Las mujeres hemos sido más vulnerables a la tragedia romántica porque nos han educado para que nos pasemos la vida deseando que un hombre nos salve y nos colme la existencia (como Isolda, Melibea, Julieta, la Bella Durmiente, Cenicienta, Blancanieves…). En este sentido, las conquistas legales, jurídicas, sociales y económicas de las mujeres en materia de igualdad deben acompañarse también de una lucha por liberar al amor de la necesidad. Es decir, de lograr que las mujeres tengan otras metas en la vida más importantes que lograr un hombre que las ame, para que así puedan relacionarse con ellos en un plano de igualdad y de libertad.

A pesar de que muchas mujeres tienen independencia económica, vida social intensa y en ocasiones éxito en su desarrollo profesional, todavía son muchas las que no se sienten completas sin un hombre a su lado. Quizás porque las películas, los relatos, las canciones, nos siguen seduciendo con el mito del príncipe azul o la princesa rosa, y sus finales felices, que causan una tremenda frustración en casi todos nosotros, más grande cuanto más idealizamos las relaciones de pareja.Así pues, la mayor parte de nosotras nos hemos creído el cuento de hadas; en definitiva, nos han seducido para que nuestra mayor meta en la vida sea encontrar un hombre ideal, o al menos, no quedarnos solas, como si las mujeres fueramos dependientes por naturaleza.
Mientras el patriarcado va eliminandose de las estructuras legales y económicas de nuestra sociedad, sigue sin embargo muy arraigado en la cultura, y en los relatos amorosos. En la producción de sentido, en la creación cultural es donde creadores y creadoras han de aportar su granito de arena en la representación de modelos amorosos más igualitarios. Por ello creo que hay que comenzar a construir personajes femeninos que protagonizan la historia de su vida, que toman las riendas de sus problemas, que no esperan toda la vida a que las salve un príncipe azul o una princesa rosa.

Se trataría de (de)construir los estereotipos tradicionales que representan a las mujeres como seres débiles, sumisas, incapaces de hacer nada, victimistas, infantilizadas, caprichosas, y perversas. Y comenzar a representar modelos positivos de mujeres que luchan, que tienen conciencia de su poder, que crean redes sociales de apoyo mutuo, que logran que su identidad y su autoestima no varíen dependiendo de si un hombre las valora. También sería esencial construir, paralelamente,personajes masculinos que sepan compartir el protagonismo y valorar las habilidades de su compañera de reparto.

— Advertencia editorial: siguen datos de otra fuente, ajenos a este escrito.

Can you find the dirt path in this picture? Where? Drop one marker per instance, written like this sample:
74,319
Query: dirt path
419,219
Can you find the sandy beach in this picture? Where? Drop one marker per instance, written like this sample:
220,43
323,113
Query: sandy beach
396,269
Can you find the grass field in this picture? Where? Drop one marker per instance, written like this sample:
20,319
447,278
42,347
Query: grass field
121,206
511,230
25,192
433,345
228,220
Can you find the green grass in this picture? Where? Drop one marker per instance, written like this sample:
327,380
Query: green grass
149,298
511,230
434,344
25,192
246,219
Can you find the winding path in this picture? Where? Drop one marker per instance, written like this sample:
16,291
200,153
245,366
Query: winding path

Lo ideal sería trabajar en la transformación cultural del patriarcado, paralelamente a la lucha por la igualdad política, social y económica. Así, podríamos innovar en la creación de contenidos antipatriarcales, en definitiva, crear representaciones simbólicas de relaciones amorosas menos egoístas e interesadas, y alejadas del patrón dominio-sumisión tradicional. Sólo así podremos transformar el romanticismo patriarcal, en nuestra era posmoderna, en un romanticismo igualitario, construido desde la necesidad humana de dar y recibir afecto, que en definitiva es la base del amor.